NASCAR drivers discuss roots in off-road racing

They started on the desert dirt.

Now they race on the toughest tracks pavement has to offer.

Four drivers from two of NASCAR’s top series — Jimmie Johnson, Robby Gordon and Casey Mears from Winston Cup and Brendan Gaughan from the Truck series — have extensive backgrounds in off-road racing.

Long before they tackled the high banks of Daytona, they were racing among the most beautiful landscapes in the world.

“People forget that a couple guys who weren’t bad on the pavement, Parnelli Jones and Rick Mears, grew up in deserts,” said Gaughan, in his second year in the Truck series.

“I can’t say that it is a starting point for getting into NASCAR, but I do believe that it is one of the most difficult styles of racing to master.”

All four have experienced success in off-road racing and all but Casey Mears, a rookie, have won races in NASCAR.

Gaughan teamed with his friend, J.C. Dean, and started in the desert racing circuit in 1991. They raced a Class 10 buggy and took four consecutive championship titles (1991-1994). Gaughan added a SODA (Short-course Off-Road Drivers Assn.) championship in 1995.

“When I first got involved in off-road racing, I didn’t even have a driver’s license,” Gaughan said. “I had to be driven to the racetrack to compete. I think my dad finally took me seriously when I won that first event.”

R0bby Gordon, driving the No. 5 Valvoline Ford, placed third in the '96 Baja 1000.

Gaughan’s move to stock-car racing hasn’t diminished his success.

He won consecutive Winston West series titles in 2000 and 2001 and won two races last year, his rookie season in NASCAR’s Truck series.

Prior to his move to stock cars, Johnson earned six off-road championships including the 1992, 1993 and 1994 Mickey Thompson Stadium Truck series championships.

Johnson won one race in the NASCAR Grand National series before joining Hendrick Motorsports in 2002 as a rookie in Winston Cup.

He won three races and finished fifth in points last season.

“When I was doing off-road, I didn’t think NASCAR was an opportunity for me,” Johnson said. “I thought my future was in Indy cars.

“The sad thing is the off-road industry is struggling now. I didn’t realize how much those vehicles are the ultimate experience.

“They are the coolest things I’ve ever driven.”

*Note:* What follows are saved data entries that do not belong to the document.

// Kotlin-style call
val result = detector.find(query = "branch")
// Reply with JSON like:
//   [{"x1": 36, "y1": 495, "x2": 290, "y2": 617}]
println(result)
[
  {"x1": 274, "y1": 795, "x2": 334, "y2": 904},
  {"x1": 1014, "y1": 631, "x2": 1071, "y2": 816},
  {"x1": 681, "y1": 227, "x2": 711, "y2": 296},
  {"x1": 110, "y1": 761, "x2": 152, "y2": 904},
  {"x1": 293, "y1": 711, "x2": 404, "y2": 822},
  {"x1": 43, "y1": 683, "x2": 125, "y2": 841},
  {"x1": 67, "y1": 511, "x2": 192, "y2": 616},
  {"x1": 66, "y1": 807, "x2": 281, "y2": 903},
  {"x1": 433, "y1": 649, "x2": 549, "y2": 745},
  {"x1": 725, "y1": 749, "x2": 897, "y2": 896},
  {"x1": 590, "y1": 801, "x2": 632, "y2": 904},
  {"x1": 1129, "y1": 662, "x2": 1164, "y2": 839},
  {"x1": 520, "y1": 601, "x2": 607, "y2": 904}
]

Gordon likely has the most recent off-road experience, competing in last season’s Baja 1000 in Mexico.

He won the Baja 1000 in 1987 and 1989, Mickey Thompson Stadium series titles in 1988 and 1989, and five consecutive off-road championships (1985 to 1989).

“Winston Cup is such a hands-on sport and so is off-road,” Gordon said. “You just don’t show up and drive racecars like that — you work on it, maintain it, set it up, make sure it handles.

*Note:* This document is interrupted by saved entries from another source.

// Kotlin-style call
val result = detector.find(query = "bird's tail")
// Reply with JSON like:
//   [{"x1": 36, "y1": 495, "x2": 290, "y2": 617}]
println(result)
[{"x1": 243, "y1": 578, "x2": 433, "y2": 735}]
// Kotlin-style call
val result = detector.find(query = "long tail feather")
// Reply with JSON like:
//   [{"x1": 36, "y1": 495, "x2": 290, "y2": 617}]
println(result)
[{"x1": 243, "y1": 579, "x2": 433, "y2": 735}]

“Off-road teaches you survival tactics, basically how to take care of your (racing) equipment.

Hands-on, car control — all those things help you in Winston Cup.”

Gordon has flirted in the Winston Cup series several times, first with owner Felix Sabates, then with his own team and now with owner Richard Childress.

He won his first Cup race in 2001 at New Hampshire driving for Childress.

Casey Mears is the youngest convert from off-road to NASCAR.

His background, however, is mostly in open-wheel racing.

But he won three races in off-road stadium Superlites in 1996.

Mears moved to NASCAR’s Grand National series in 2002 and was hired by owner Chip Ganassi prior to the start of this season to drive the No. 41 Dodge in Winston Cup.

“This is the opportunity of a lifetime,” Mears, 25, said. “Guys like Robby and Jimmie and Brendan have opened the eyes of car owners and showed them not everyone has to grow up in NASCAR to be successful in it.”